The examples below use CSV as a file source; for more details and additional options, see [Load data with COPY INTO](https://docs.databricks.com/ingestion/copy-into/index.html).

## Create a target Delta table

`COPY INTO` requires a target table created with Delta Lake. If using Databricks Runtime (DBR) 11.0 or above, you can create an empty Delta table using the command below.

When using DBR below 11.0, you'll need to specify the schema for the table during creation.

Delta Lake is the default format for all tables created in DBR 8.0 and above. When using DBR below 8.0, you'll need to add a `USING DELTA` clause to your create table statement.

In [0]:
%sql
-- 11.0 and above
CREATE TABLE <database-name>.<table-name>;

-- 8.0 and above
-- CREATE TABLE <database-name>.<table-name>
-- (col_1 TYPE, col_2 TYPE, ...);

-- Below 8.0
-- CREATE TABLE <database-name>.<table-name>
-- (col_1 TYPE, col_2 TYPE, ...)
-- USING delta;

## Loading data with an instance profile

Users with sufficient permissions can create instance profiles in the AWS console.

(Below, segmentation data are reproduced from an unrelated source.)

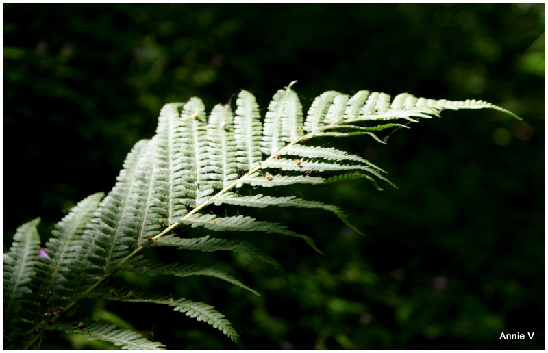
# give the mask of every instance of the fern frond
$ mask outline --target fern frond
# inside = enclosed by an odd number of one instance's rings
[[[149,173],[145,166],[152,157],[145,153],[149,140],[135,144],[124,161],[112,190],[99,204],[84,231],[82,239],[90,246],[90,271],[95,276],[106,273],[110,267],[127,256],[135,248],[143,226],[144,207],[141,201],[148,189],[143,187],[139,174]],[[148,179],[147,176],[145,179]]]
[[[74,325],[55,324],[47,328],[83,335],[89,341],[98,339],[110,342],[123,350],[161,350],[165,347],[160,342],[149,341],[138,332],[120,328],[113,324],[101,321],[75,323]]]
[[[138,272],[147,276],[170,275],[176,277],[188,277],[190,276],[209,276],[237,285],[247,289],[253,294],[260,296],[258,292],[242,283],[229,274],[212,267],[204,267],[197,265],[181,265],[177,262],[170,264],[152,264],[140,259],[137,261],[129,261],[126,264],[117,267],[116,270]]]
[[[313,131],[323,125],[329,107],[333,105],[335,98],[339,95],[340,94],[338,92],[327,91],[316,97],[308,109],[303,130]],[[333,118],[329,119],[331,120]]]
[[[393,125],[399,125],[399,124],[395,124]],[[358,163],[366,164],[373,167],[380,172],[386,172],[379,167],[372,164],[367,159],[362,158],[361,157],[347,153],[344,151],[341,151],[333,147],[321,147],[320,146],[304,146],[299,144],[295,144],[288,146],[287,148],[284,148],[283,153],[280,153],[281,155],[294,155],[301,157],[307,158],[321,158],[329,161],[352,161]]]
[[[232,251],[247,254],[272,265],[284,277],[286,276],[284,267],[279,262],[263,253],[247,241],[210,238],[209,235],[201,238],[181,238],[169,235],[159,238],[151,245],[152,246],[174,246],[180,250],[192,250],[205,252]]]
[[[295,82],[278,90],[269,105],[261,143],[261,151],[266,155],[276,153],[286,144],[303,135],[303,106],[297,93],[291,90]]]
[[[150,296],[143,290],[122,288],[109,292],[95,293],[88,296],[108,300],[127,302],[144,302],[173,306],[173,310],[184,313],[197,321],[203,321],[228,336],[234,343],[239,343],[239,335],[225,315],[214,307],[203,302],[197,302],[184,298],[175,299],[171,296]]]
[[[217,190],[226,187],[238,178],[238,147],[234,138],[232,112],[218,104],[211,112],[208,123],[210,180]],[[215,183],[216,181],[216,183]],[[208,198],[207,196],[206,196]],[[204,201],[199,200],[199,204]]]
[[[310,237],[297,234],[278,223],[258,221],[251,217],[245,217],[241,215],[233,217],[217,217],[211,214],[197,214],[192,215],[188,219],[182,220],[180,222],[184,224],[191,225],[192,228],[203,226],[211,231],[261,232],[266,234],[275,233],[282,235],[302,239],[314,250],[322,253],[316,246],[314,240]]]
[[[345,224],[352,230],[363,235],[363,233],[358,231],[348,220],[346,215],[342,211],[332,205],[325,205],[319,201],[308,201],[297,198],[295,196],[286,197],[273,197],[263,196],[262,194],[253,195],[251,196],[240,196],[234,192],[227,192],[222,196],[215,199],[215,205],[221,204],[235,205],[238,206],[247,206],[251,207],[263,208],[268,206],[277,206],[279,207],[297,207],[306,209],[318,209],[332,212],[339,218]]]
[[[262,186],[264,187],[274,187],[277,186],[288,186],[294,184],[323,184],[325,178],[321,176],[309,176],[308,175],[259,175],[256,173],[242,181],[242,184],[249,184],[251,186]],[[238,187],[239,185],[236,185]]]
[[[350,96],[348,94],[339,94],[336,96],[333,99],[333,104],[331,105],[329,110],[327,110],[324,124],[334,124],[344,120],[345,112],[346,111],[349,99],[350,99]]]
[[[40,293],[52,306],[61,305],[71,296],[79,282],[75,268],[82,269],[80,254],[88,246],[82,239],[93,212],[105,196],[98,192],[80,201],[55,226],[45,251],[51,260]]]
[[[31,326],[38,306],[36,289],[42,281],[36,276],[41,265],[36,229],[40,221],[35,218],[20,226],[10,250],[3,257],[3,327],[10,339],[16,339]]]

Databricks administrator can load instance profiles for use in the Databricks workspace.

Databricks recommends securing access to S3 buckets by attaching instance profiles to clusters.

* [Databricks docs: Secure access to S3 buckets using instance profiles](https://docs.databricks.com/administration-guide/cloud-configurations/aws/instance-profiles.html)

In [0]:
%sql
COPY INTO <database-name>.<table-name>
FROM 's3://bucket-name/path/to/folder'
FILEFORMAT = CSV
COPY_OPTIONS ('mergeSchema' = 'true')

## COPY INTO with temporary credentials

`COPY INTO` also supports using temporary credentials to access data from S3 buckets.

* [Databricks docs: Use temporary credentials to load data with COPY INTO](https://docs.databricks.com/ingestion/copy-into/temporary-credentials.html)

You can use the AWS CLI to generate the access key, secret key, and session token you'll need to access the S3 bucket. Note that this process merely provides authentication to AWS, and will just allow Databricks to access your S3 bucket with your user credentials. (If you do not have permissions to access the S3 bucket in AWS, you will need to talk to your cloud administrator.)

* [AWS docs: Developing with Amazon S3 using the AWS CLI](https://docs.aws.amazon.com/AmazonS3/latest/userguide/setup-aws-cli.html)
* [AWS docs: AWS CLI sts get-session-token](https://docs.aws.amazon.com/cli/latest/reference/sts/get-session-token.html)

For more details on IAM user temporary credentials and a complete set of programmatic options, see:
* [AWS docs: Making requests using IAM user temporary credentials](https://docs.aws.amazon.com/AmazonS3/latest/userguide/AuthUsingTempSessionToken.html)

In [0]:
%sql
COPY INTO <database-name>.<table-name>
FROM 's3://bucket-name/path/to/folder' WITH (
  CREDENTIAL (AWS_ACCESS_KEY = '<access-key>', AWS_SECRET_KEY = '<secret-key>', AWS_SESSION_TOKEN = '<session-token>')
)
FILEFORMAT = CSV
COPY_OPTIONS ('mergeSchema' = 'true')